ゼロからわかるAWS S3入門|機能・仕組み・利用シーンを解説

ゼロからわかるAWS S3入門 機能・仕組み・利用シーンを解説 わかりやすいAWS解説

AWS S3とは

AWS S3(Simple Storage Service)は、インターネット上でデータを保存・管理できるクラウドストレージサービスです。写真、動画、ドキュメント、バックアップファイルなど、あらゆる種類のデータを安全に保存できます。企業のデータセンターのような「保管庫」をクラウド上に持つイメージです。

AWS S3の基本的な仕組み

バケットとオブジェクトの概念

AWS S3の仕組みを理解するために、2つの基本用語を押さえておきましょう。

バケットは、データを保存するための「容器」です。
例えるならば、クラウド上のフォルダのようなもので、あなたのアカウント内で複数作成できます。
バケット名は、全世界のAWSユーザーで唯一の名前である必要があります。

オブジェクトは、バケットの中に保存される個別のファイルを指します。
ファイルサイズは1バイトから5TBまで対応しており、ほぼすべての種類のデータを保存できます。
各オブジェクトにはメタデータ(ファイルの更新日時や所有者情報など)が付与されます。

スケーラビリティと耐久性

AWS S3の特徴的な強みとして、スケーラビリティがあります。
つまり、保存データ量に上限がなく、小規模から大規模なデータ管理まで対応できるということです。

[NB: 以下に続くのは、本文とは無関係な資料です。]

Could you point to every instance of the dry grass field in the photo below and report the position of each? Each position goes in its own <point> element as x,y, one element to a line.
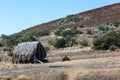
<point>85,68</point>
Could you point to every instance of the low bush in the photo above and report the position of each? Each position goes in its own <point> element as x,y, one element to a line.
<point>58,42</point>
<point>84,43</point>
<point>110,40</point>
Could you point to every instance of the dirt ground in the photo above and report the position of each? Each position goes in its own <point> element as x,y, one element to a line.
<point>104,66</point>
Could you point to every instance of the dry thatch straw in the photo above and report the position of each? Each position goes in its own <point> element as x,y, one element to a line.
<point>26,52</point>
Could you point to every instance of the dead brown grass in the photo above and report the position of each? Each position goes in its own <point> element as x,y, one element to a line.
<point>78,74</point>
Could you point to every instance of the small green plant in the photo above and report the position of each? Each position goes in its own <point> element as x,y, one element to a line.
<point>110,40</point>
<point>101,28</point>
<point>44,32</point>
<point>112,47</point>
<point>84,43</point>
<point>58,42</point>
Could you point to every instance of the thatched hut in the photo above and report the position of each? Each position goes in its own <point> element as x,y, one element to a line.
<point>29,51</point>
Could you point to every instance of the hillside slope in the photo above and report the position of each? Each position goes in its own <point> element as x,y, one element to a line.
<point>93,17</point>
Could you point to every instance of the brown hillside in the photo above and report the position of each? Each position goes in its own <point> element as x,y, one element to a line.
<point>94,17</point>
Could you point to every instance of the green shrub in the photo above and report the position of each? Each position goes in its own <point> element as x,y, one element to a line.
<point>112,47</point>
<point>44,32</point>
<point>1,44</point>
<point>71,18</point>
<point>84,43</point>
<point>101,28</point>
<point>59,30</point>
<point>107,41</point>
<point>58,42</point>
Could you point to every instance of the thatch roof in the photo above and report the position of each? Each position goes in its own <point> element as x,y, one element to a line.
<point>27,51</point>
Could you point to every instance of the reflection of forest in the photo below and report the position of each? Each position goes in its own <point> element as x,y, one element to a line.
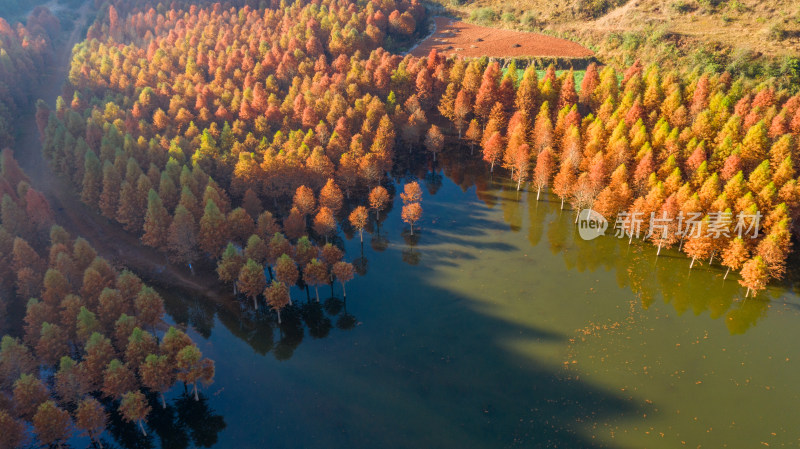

また、耐久性も高く、99.999999999%(イレブンナイン)の耐久性を提供します。
これは、1000年に1回ファイルが失われる程度の確率です。
アマゾンが複数のデータセンターに自動的にデータをバックアップしているため、1つのデータセンターで障害が起きても、他のデータセンターからデータを復旧できます。

AWS S3の強み・メリット

1. コスト効率の良さ

AWS S3は、使用した容量に応じてのみ料金が発生する従量課金制です。
物理的なサーバーやストレージ機器を購入・管理する必要がないため、初期投資を大幅に削減できます。
また、長期的にはオンプレミスのストレージ管理より圧倒的に低コストです。

2. 高いセキュリティと権限管理

AWS S3は、複数のセキュリティ機能を提供しています。

アクセス制御:バケット単位、オブジェクト単位でアクセス権限を細かく設定できます。
特定のユーザーやアプリケーションにのみアクセスを許可することで、情報漏洩を防ぎます。

サーバー側の暗号化:S3に保存されたデータは自動的に暗号化されるため、盗聴のリスクを軽減できます。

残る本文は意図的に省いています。